What Work Can Your Kids Do?

Your child must perform real, legitimate work for the business. Common examples include:

  • Social media management
  • Office organization
  • Data entry
  • Cleaning the office
  • Filing paperwork
  • Packaging products
  • Photography or marketing content
  • Website testing

Even younger children can participate in age-appropriate tasks such as organizing materials or helping with simple administrative work.

The Pay Must Be Reasonable

You must pay reasonable wages for the work performed.
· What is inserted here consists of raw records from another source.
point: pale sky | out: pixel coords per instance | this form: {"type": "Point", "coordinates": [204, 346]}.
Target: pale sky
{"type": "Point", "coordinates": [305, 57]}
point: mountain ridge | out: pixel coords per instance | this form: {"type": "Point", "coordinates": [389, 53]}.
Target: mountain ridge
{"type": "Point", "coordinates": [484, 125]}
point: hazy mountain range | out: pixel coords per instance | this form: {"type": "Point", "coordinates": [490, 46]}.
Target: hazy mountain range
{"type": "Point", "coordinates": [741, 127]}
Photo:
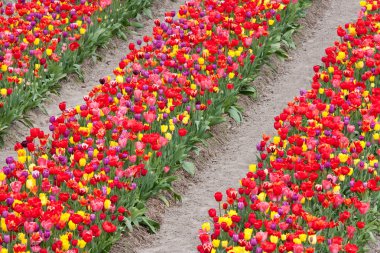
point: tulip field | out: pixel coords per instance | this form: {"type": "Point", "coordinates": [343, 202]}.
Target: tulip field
{"type": "Point", "coordinates": [79, 187]}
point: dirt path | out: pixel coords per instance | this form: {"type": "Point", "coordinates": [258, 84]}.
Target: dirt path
{"type": "Point", "coordinates": [73, 90]}
{"type": "Point", "coordinates": [234, 147]}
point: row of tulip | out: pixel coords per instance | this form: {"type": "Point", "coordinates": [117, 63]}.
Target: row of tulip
{"type": "Point", "coordinates": [79, 187]}
{"type": "Point", "coordinates": [43, 41]}
{"type": "Point", "coordinates": [315, 187]}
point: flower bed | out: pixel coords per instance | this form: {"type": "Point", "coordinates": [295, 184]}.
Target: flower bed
{"type": "Point", "coordinates": [78, 188]}
{"type": "Point", "coordinates": [315, 187]}
{"type": "Point", "coordinates": [43, 41]}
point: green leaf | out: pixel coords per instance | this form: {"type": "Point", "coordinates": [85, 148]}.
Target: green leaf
{"type": "Point", "coordinates": [164, 199]}
{"type": "Point", "coordinates": [136, 24]}
{"type": "Point", "coordinates": [189, 167]}
{"type": "Point", "coordinates": [248, 91]}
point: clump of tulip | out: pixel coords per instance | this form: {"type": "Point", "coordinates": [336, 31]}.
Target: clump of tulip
{"type": "Point", "coordinates": [315, 185]}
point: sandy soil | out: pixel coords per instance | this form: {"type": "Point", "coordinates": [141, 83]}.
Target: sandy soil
{"type": "Point", "coordinates": [226, 159]}
{"type": "Point", "coordinates": [73, 90]}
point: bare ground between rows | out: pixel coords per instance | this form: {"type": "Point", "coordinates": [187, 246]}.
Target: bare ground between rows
{"type": "Point", "coordinates": [73, 90]}
{"type": "Point", "coordinates": [225, 159]}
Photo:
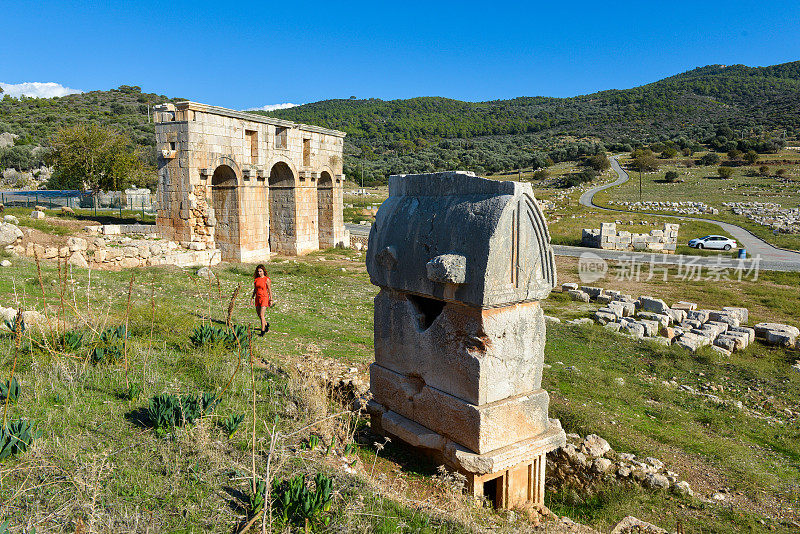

For example:

  • Paying a 10-year-old $200/hour would raise IRS concerns
  • Paying $15–$20/hour for administrative help is generally reasonable

Document the hours worked and tasks completed.

Documentation is Critical

To make the strategy IRS-proof, treat your child like a real employee. Best practices include:

  • Written job description
  • Time tracking or timesheets
  • Paying wages through payroll
  • Issuing a W-2 at year-end
  • Paying wages through bank transfer or check (not cash)

You should also maintain records showing the work performed.

Consider Investing the Earnings

One of the most powerful aspects of this strategy is what you can do with the income afterward. Instead of spending the money, the child can contribute to a Roth IRA.

Example: If a child earns $7,000 and contributes it to a Roth IRA at age 14, it could grow for 50+ years completely tax-free. That single contribution could potentially grow to hundreds of thousands of dollars.

A Simple Strategy With Huge Benefits

Hiring your children can create multiple benefits:

  • Lower family taxes
  • Tax-deductible wages for the business
  • Tax-free income for the child
  • Early retirement savings
  • Real-world work experience

When structured correctly, this is one of the cleanest and most IRS-approved income-shifting strategies available to entrepreneurs.

Final Thought

The key rule is simple: Your child must actually do the work, and the pay must be reasonable.

When done properly, hiring your kids is not just a tax strategy, it's a way to involve your family in your business while building financial education early.

Disclosures: This content is designed to provide information and insights but should not be used as the sole basis for making financial decisions. This website and information are provided for guidance and information purposes only. Investments involve risk and, unless otherwise stated, are not guaranteed. Be sure to first consult with a qualified financial adviser and/or tax professional before implementing any strategy. This website and information are not intended to provide investment, tax, or legal advice. Any examples used are hypothetical and used to demonstrate a concept.